Question
· Oct 30, 2019

SQL query index using

Hi guys,
I ran into a strange (for me) situation, when I run same query but change the WHERE clause the plan is different and is not connected to the additional condition.
Query that doesn't use the necessary index:

SELECT * FROM Portal.ProductStats ps  left JOIN  Portal.ProductCacheUpdates pcu ON (pcu.Item=ps.Item) WHERE ps.Item=?
Takes 0.4 sec,  doesn't use index on item from Portal.ProductCacheUpdates table

SELECT * FROM Portal.ProductStats ps  left JOIN  Portal.ProductCacheUpdates pcu ON (pcu.Item=ps.Item) WHERE ps.Item=? AND  ps.dateImported<pcu.dateEdited
Takes 0.003 sec, uses index on item from Portal.ProductCacheUpdates table

Can somebody explain? What i'm doing wrong? How should I know if Cache will use the index or not? Check every query plan?

Discussion (9)0
Log in or sign up to continue

Class Portal.ProductStats Extends %Persistent
{

Property Item As %String [ Required ];

Property dateImported As %String [ Required ];

Index pcacheUpds On Item;
}
Class Portal.ProductCacheUpdates Extends %Persistent
{

Property Product As %String [ Required ];

Property Item As %String [ Calculated, SqlComputeCode = { s {*}=$e({Product},1,5)}, SqlComputed ];

Property dateEdited As %String [ Required ];

Index pcacheUpdsUniq On (Product, Item) [ Unique ];

Index pcacheUpdsProd On Item;

}

Cache for Windows (x86-64) 2017.2 (Build 744U) Fri Sep 29 2017 10:58:27 EDT

  1. Instead of
    Property Product As %String Required ];
    Property Item As %String CalculatedSqlComputeCode = { {*}=$e({Product},1,5)}, SqlComputed ];
    

    it is better to use

    Property Product As %String Required ];
    Property Item As %String(MAXLEN 5) [ RequiredSqlComputeCode = { {*}=$e({Product},1,5)}, SqlComputedSqlComputeOnChange = Product ];
    
  2. Check on the version 2017.2 can not, but checked on 2018.1
    SELECT * FROM Portal.ProductStats ps left JOIN  Portal.ProductCacheUpdates pcu ON (pcu.Item=ps.ItemWHERE ps.Item=?
    • ExtentSize=1 (Portal.ProductStats)
      ExtentSize=1000 (Portal.ProductCacheUpdates)
      
      Relative cost  = 1338
      ◾Read master map Portal.ProductStats.IDKEY, looping on ID.
      
      ◾For each row:
      
       Read index map Portal.ProductCacheUpdates.pcacheUpdsProd, using the given %SQLUPPER(Item), and looping on ID.
       For each row:
       Read master map Portal.ProductCacheUpdates.IDKEY, using the given idkey value.
       Generate a row padded with NULL for table Portal.ProductCacheUpdates if no row qualified.
       Output the row.
    • ExtentSize=1000 (Portal.ProductStats)
      ExtentSize=1 (Portal.ProductCacheUpdates)
      Relative cost  = 1219.2
      ◾Read index map Portal.ProductStats.pcacheUpds, using the given %SQLUPPER(Item), and looping on ID.
      
      ◾For each row:
      
       Read master map Portal.ProductStats.IDKEY, using the given idkey value.
       Read index map Portal.ProductCacheUpdates.pcacheUpdsProd, using the given %SQLUPPER(Item), and looping on ID.
       For each row:
       Read master map Portal.ProductCacheUpdates.IDKEY, using the given idkey value.
       Generate a row padded with NULL for table Portal.ProductCacheUpdates if no row qualified.
       Output the row.

      As you can see in both cases the index pcacheUpdsProd is used.

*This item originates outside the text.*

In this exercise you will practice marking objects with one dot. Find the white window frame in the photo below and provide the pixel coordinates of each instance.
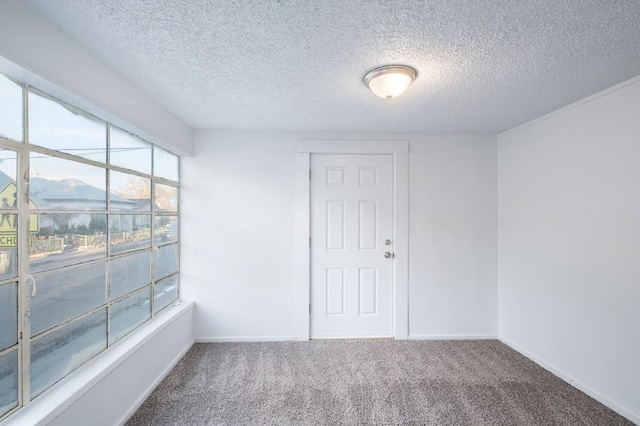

Have you really set up the tables and cleared the cached queries so that the optimizer can start using the new statistics?

Try to do it manually in the terminal:

blablabla>d $system.SQL.TuneSchema("Portal",1), $SYSTEM.SQL.Purge(), $system.Status.DisplayError($system.OBJ.CompilePackage("Portal","cu-d"))

Sergey

The biggest difference between the 2 queries is the second one is really a JOIN, not a Left Outer Join.  By adding the second WHERE condition on a property in pcu you are making this a JOIN and allowing the Optimizer to start in either table.  I created the tables on my system and here is what I am seeing

The first query starts in ps using the item index and then joins to the pcu table using a temp file built from the master map (same as the plan you show)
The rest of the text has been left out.